I had a call over the weekend asking my opinion on what is proper attire for a matinée performance of the National Symphony. The man is a retired Marine and likes to be squared away, but is used to having a uniform of the day on which to rely.
What a great question, especially in light of our discussions about proper dress requirements in restaurants. Wonderful timing, Major.
The days are behind us when white tie and tails were called for at performances of the opera, symphony or an evening at the theatre. Of course, during those days, men wore coat and tie to Vaudeville shows and the Jack Buchanans and Fred Astaires of the world were style leaders. Cary Grant was said to have based his style on a combination of Buchanan, Noël Coward and Rex Harrison.

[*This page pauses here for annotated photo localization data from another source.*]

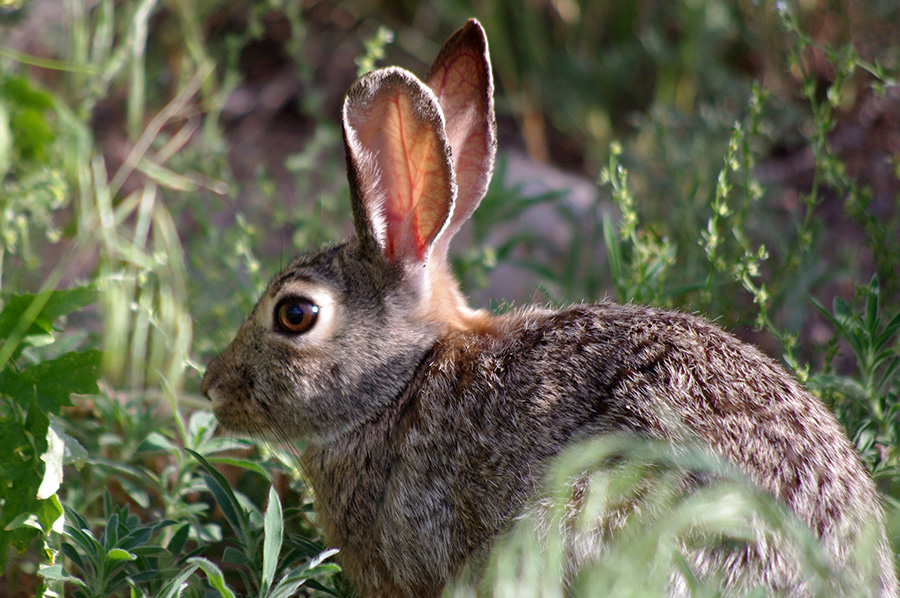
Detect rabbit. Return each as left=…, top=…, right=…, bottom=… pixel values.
left=202, top=19, right=898, bottom=598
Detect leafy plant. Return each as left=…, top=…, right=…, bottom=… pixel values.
left=45, top=475, right=339, bottom=598
left=43, top=502, right=184, bottom=598
left=809, top=278, right=900, bottom=485
left=0, top=288, right=101, bottom=572
left=190, top=452, right=341, bottom=597
left=0, top=74, right=73, bottom=291
left=601, top=141, right=677, bottom=305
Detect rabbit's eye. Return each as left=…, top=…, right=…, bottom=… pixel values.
left=275, top=298, right=319, bottom=334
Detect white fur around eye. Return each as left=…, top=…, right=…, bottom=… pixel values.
left=262, top=282, right=338, bottom=347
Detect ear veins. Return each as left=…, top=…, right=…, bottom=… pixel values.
left=343, top=68, right=455, bottom=267
left=426, top=19, right=496, bottom=256
left=382, top=92, right=445, bottom=261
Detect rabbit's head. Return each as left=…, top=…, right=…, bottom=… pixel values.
left=202, top=20, right=496, bottom=442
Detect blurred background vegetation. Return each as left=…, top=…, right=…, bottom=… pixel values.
left=1, top=0, right=898, bottom=596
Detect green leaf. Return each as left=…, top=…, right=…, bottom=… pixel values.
left=262, top=486, right=283, bottom=593
left=107, top=548, right=138, bottom=561
left=222, top=546, right=250, bottom=566
left=186, top=409, right=218, bottom=448
left=2, top=75, right=55, bottom=111
left=63, top=509, right=105, bottom=570
left=267, top=549, right=340, bottom=598
left=0, top=288, right=99, bottom=343
left=167, top=523, right=191, bottom=556
left=137, top=431, right=178, bottom=453
left=0, top=399, right=54, bottom=570
left=65, top=433, right=89, bottom=468
left=807, top=374, right=867, bottom=402
left=189, top=557, right=237, bottom=598
left=0, top=76, right=56, bottom=166
left=61, top=540, right=87, bottom=572
left=874, top=311, right=900, bottom=353
left=0, top=349, right=102, bottom=414
left=38, top=564, right=88, bottom=587
left=833, top=297, right=852, bottom=326
left=809, top=296, right=840, bottom=329
left=156, top=561, right=199, bottom=598
left=37, top=494, right=64, bottom=534
left=105, top=511, right=121, bottom=547
left=205, top=456, right=270, bottom=479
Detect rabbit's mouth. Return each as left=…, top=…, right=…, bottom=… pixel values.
left=202, top=353, right=262, bottom=434
left=207, top=386, right=272, bottom=436
left=205, top=385, right=246, bottom=433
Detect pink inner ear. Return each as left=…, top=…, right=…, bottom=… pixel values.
left=432, top=52, right=481, bottom=142
left=438, top=56, right=491, bottom=201
left=346, top=75, right=455, bottom=264
left=380, top=93, right=446, bottom=260
left=426, top=20, right=495, bottom=254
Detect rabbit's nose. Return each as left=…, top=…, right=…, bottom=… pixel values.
left=201, top=365, right=228, bottom=410
left=201, top=354, right=224, bottom=401
left=200, top=374, right=213, bottom=402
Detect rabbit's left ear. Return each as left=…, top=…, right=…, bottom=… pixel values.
left=426, top=19, right=496, bottom=256
left=342, top=67, right=456, bottom=268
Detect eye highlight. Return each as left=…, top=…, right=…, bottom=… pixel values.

(Image Source: Baird Color Television)
With the demise of the dress code, you’re apt to see just about anything at a performance these days, from suits to shorts, stiletto heels to flip-flops. So what’s appropriate, easy and elegant?
I think men have it easier here. When in doubt, a blue blazer, grey trousers, a tie and collared shirt are always correct. Toss on the highly polished slip-on or suede shoe and you are ready for just about anything short of a black tie affair. I tend to like a double-breasted blue blazer during the cooler months. Burberry and Ralph Lauren make good off-the-rack options. Yours should be ventless or side-vented and I prefer six buttons to four.
But what about the distaff members of the audience? Cocktail length dress? Pants suit? the possibilities are staggering. Mrs. E. has a belted sweater dress in heather grey with a roll-neck that she wears to great effect with a pair of brown tall boots and long strand of pearls. The bullet-proof, always correct option is the slim wool trouser and cashmere twin-set with short strand of pearls and moderate heels. Ann Taylor was known for this sort of look in the past. Ralph Lauren will sometimes show a wonderful pencil skirt with a white blouse, pearls and a cashmere cardigan. These days, the cardigan is likely to be belted.
What about you, dear readers? I know you’ve got your “go-to” never-fail staples. Feel free to share a thought or two.